A selected list of my projects. Some were done as part of a university course and others as side-projects.

Description

This project was part of the course Theoretical deep learning (L’apprentissage par réseaux de neurones profonds, taught in French) by Stéphane Mallat at Collège de France.

This course was composed of theoretical lectures and a machine learning challenge.

I worked on an intent prediction problem for drug-related question, proposed by the healthcare startup Posos. The goal was to classify real user questions into one of 52 classes representing the type of drug-related information they are looking for.

The final solution used word embeddings and a convolutional neural network to classify the sentences.


Description

This project was part of the course Graphs in Machine learning taught by Michal Valko. The project was proposed by Peter Battaglia and supervised by Peter and Michal together.

The goal of this project was to apply graph neural networks on the influence maximization (IM) problem for a graph with the independent cascade (IC) assumption (more details in the report). The project was in collaboration with Hind Dadoun


Description

This project was part of the course Mathematical Foundations Of Data Science taught by Gabriel Peyré in 2019.

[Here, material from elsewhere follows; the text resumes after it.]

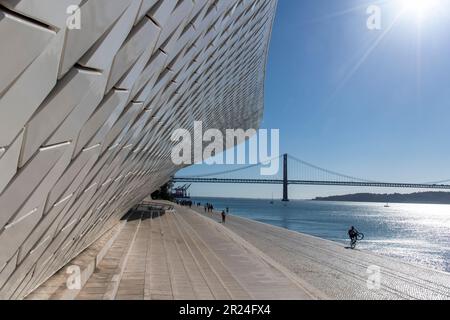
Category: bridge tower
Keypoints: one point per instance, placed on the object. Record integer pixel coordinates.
(285, 179)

The goal was to reproduce and extend results from [1] to other optimization algorithms, including SAGA [2]. After comparing the regularized optimal transport convergence results for these algorithms, I studied an optimal school placement and allocation problem in several French regions.


Data Journalism Extractor

This project is an attempt to create a tool to help journalists extract and process data at scale, from multiple heterogenous data sources while leveraging powerful and complex database, information extraction and NLP tools with limited programming knowledge.

Features

This software is based on Apache Flink, a stream processing framework similar to Spark written in Java and Scala. It executes dataflow programs, is highly scalable and integrates easily with other Big Data frameworks and tools such as Kafka, HDFS, YARN, Cassandra or ElasticSearch.

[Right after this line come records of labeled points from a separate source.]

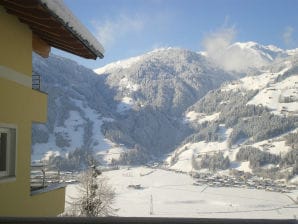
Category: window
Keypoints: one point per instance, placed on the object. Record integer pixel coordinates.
(7, 151)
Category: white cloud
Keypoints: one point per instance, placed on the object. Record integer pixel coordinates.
(288, 36)
(109, 31)
(232, 57)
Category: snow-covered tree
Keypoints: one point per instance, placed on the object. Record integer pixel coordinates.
(96, 195)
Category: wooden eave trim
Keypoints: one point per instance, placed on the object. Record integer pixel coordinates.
(49, 28)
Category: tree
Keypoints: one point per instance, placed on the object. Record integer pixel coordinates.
(97, 196)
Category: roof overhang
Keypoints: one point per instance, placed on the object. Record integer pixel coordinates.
(53, 23)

Although you can work with custom dataflow programs that suits your specific needs, one doesn’t need to know programming, Flink or Scala to work with this tool and build complex dataflow programs to achieve some of the following operations:

  • Extract data from relational databases (Postgres, MySQL, Oracle), NoSQL databases (MongoDB), CSV files, HDFS, etc.
  • Use complex processing tools such as soft string-matching functions, link extractions, etc.
  • Store outputs in multiple different data sinks (CSV files, databases, HDFS, etc.)

Documentation

Documentation about the project is available at this link.


Description

This project was about creating a tool similar to Arxiv Sanity with additional NLP functionalities for finding similar papers from their abstract.

I used a concept from [1], which uses earth mover’s distance metric between documents represented as normalized bag-of-words. The underlying transport cost between two words is given by their distance in a pre-trained word vector space. The app trains word vectors on all Arxiv abstracts and uses the EMD based metric to compute similarities between papers.